The Importance of Iodine During Breastfeeding

May 22, 2023
This article has been written and endorsed by the pharmacist Angela Herrero Marin
An extra supply of iodine during breastfeeding is needed, as breast milk is the only source of this micronutrient for the baby.

During pregnancy, you’ve probably had to supplement your diet with vitamins prescribed by your gynecologist to provide extra iodine and folic acid to your body. Iodine plays a major role during breastfeeding, as it’ll be the only necessary mineral that you’ll have to take while breastfeeding. As always, it’s important to look at each mother’s case. Also, there’ll be women who need an extra intake of other vitamins and minerals. Keep reading to learn more about the importance of iodine during breastfeeding.

What is iodine?

Iodine is a very necessary mineral for our body, as it’s essential for the synthesis of thyroid hormones. The body also needs thyroid hormones for proper bone and brain development during pregnancy and childhood.

Iodine deficiency

Iodine deficiency can cause different alterations in our body, such as the following:

  • Goiter: This is the enlargement of the thyroid gland. It manifests itself as an inflammation of the neck. When there’s not enough iodine in the body, the thyroid has to do much more work, which causes imbalances in thyroid hormones.
  • Congenital iodine deficiency syndrome in children: This is a congenital deficiency that causes physical and mental impairment. It’s of utmost importance that a pregnant or breastfeeding mother has a higher daily intake of iodine than another adult to avoid congenital iodine deficiency syndrome in children.

  • Infertility: Iodine deficiency and the resulting low level of thyroid hormone can cause women to stop ovulating. This leads to infertility.
A pregnant woman eating yogurt.
Yogurt, milk, and cheese, as well as other dairy products, are foods that contain a good amount of iodine.

Where is iodine found?

This mineral is found in the following foods:

  • Iodized salt: This is the main source where we can get iodine for our body more easily.
  • Fish and seafood: Seafood is naturally rich in iodine.
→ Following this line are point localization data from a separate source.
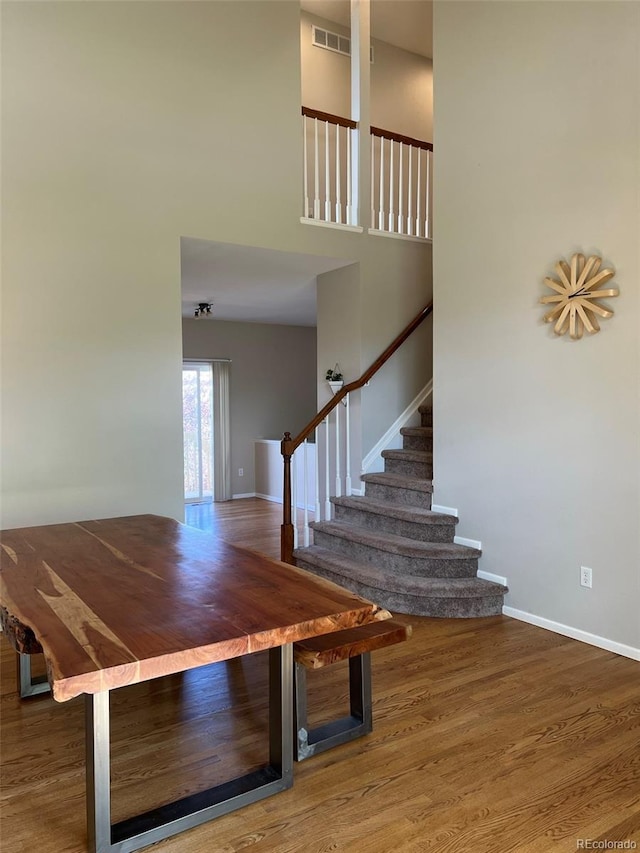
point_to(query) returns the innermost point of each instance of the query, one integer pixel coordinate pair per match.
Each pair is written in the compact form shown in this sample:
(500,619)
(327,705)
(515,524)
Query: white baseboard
(470,543)
(395,427)
(487,576)
(574,633)
(446,510)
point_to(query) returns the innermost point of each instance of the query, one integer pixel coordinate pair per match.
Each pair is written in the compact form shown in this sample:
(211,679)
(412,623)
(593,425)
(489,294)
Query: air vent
(331,41)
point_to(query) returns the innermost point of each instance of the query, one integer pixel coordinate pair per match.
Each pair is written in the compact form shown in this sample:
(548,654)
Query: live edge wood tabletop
(122,600)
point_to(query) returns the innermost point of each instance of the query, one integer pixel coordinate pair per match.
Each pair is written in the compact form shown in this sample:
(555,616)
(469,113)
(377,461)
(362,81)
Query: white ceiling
(251,285)
(404,23)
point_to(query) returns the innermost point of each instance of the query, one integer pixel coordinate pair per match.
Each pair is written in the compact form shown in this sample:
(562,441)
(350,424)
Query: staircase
(388,546)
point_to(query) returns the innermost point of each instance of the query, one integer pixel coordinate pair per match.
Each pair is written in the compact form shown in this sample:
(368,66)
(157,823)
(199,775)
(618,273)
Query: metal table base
(191,811)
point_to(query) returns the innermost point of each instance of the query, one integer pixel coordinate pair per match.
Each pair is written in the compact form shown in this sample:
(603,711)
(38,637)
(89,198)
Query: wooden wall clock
(576,294)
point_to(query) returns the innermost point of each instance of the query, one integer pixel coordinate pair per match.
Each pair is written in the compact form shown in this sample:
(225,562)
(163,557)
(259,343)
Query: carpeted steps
(390,547)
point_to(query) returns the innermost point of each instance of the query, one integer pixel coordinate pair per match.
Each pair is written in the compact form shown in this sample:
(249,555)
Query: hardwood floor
(490,735)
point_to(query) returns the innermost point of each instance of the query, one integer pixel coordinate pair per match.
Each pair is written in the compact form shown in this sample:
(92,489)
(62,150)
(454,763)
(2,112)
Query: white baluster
(294,502)
(338,483)
(381,200)
(410,193)
(418,194)
(427,204)
(347,448)
(338,201)
(305,479)
(327,176)
(327,496)
(318,514)
(391,187)
(316,181)
(400,191)
(349,144)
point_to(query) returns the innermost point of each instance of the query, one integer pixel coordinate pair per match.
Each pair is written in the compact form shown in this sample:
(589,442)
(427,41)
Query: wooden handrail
(398,137)
(332,119)
(375,131)
(288,445)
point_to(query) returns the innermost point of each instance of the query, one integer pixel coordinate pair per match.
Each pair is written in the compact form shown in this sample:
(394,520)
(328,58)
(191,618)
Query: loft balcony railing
(325,444)
(401,176)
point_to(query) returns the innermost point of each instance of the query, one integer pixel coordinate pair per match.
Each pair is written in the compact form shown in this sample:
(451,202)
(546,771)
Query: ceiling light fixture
(203,309)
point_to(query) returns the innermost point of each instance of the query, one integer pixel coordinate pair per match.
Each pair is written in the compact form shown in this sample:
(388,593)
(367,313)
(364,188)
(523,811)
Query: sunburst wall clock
(576,296)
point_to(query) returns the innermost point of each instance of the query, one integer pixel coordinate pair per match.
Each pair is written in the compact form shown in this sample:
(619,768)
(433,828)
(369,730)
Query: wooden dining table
(113,602)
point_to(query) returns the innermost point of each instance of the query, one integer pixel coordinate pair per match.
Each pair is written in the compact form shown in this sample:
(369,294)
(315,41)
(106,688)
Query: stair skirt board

Likewise, fish such as cod, tuna, or perch are good sources of the mineral.
  • Some varieties of seaweed: Kelp is the most common seaweed with a rich source of iodine.
  • Milk and dairy products: Milk, yogurt, and cheese are among the main sources of iodine we currently consume.
  • Eggs: They’re also a rich source of iodine.
  • Fruits and vegetables: Although in smaller proportions than the foods mentioned above, we can also find iodine in them.

The importance of iodine

The countries that signed the Convention on the Rights of the Child (CRC) made a commitment that includes recognizing and protecting the right of children to the enjoyment of the highest attainable standard of health (art. 24 of the CRC). Also, the elimination of iodine deficiency disorders (IDD) by the year 2000.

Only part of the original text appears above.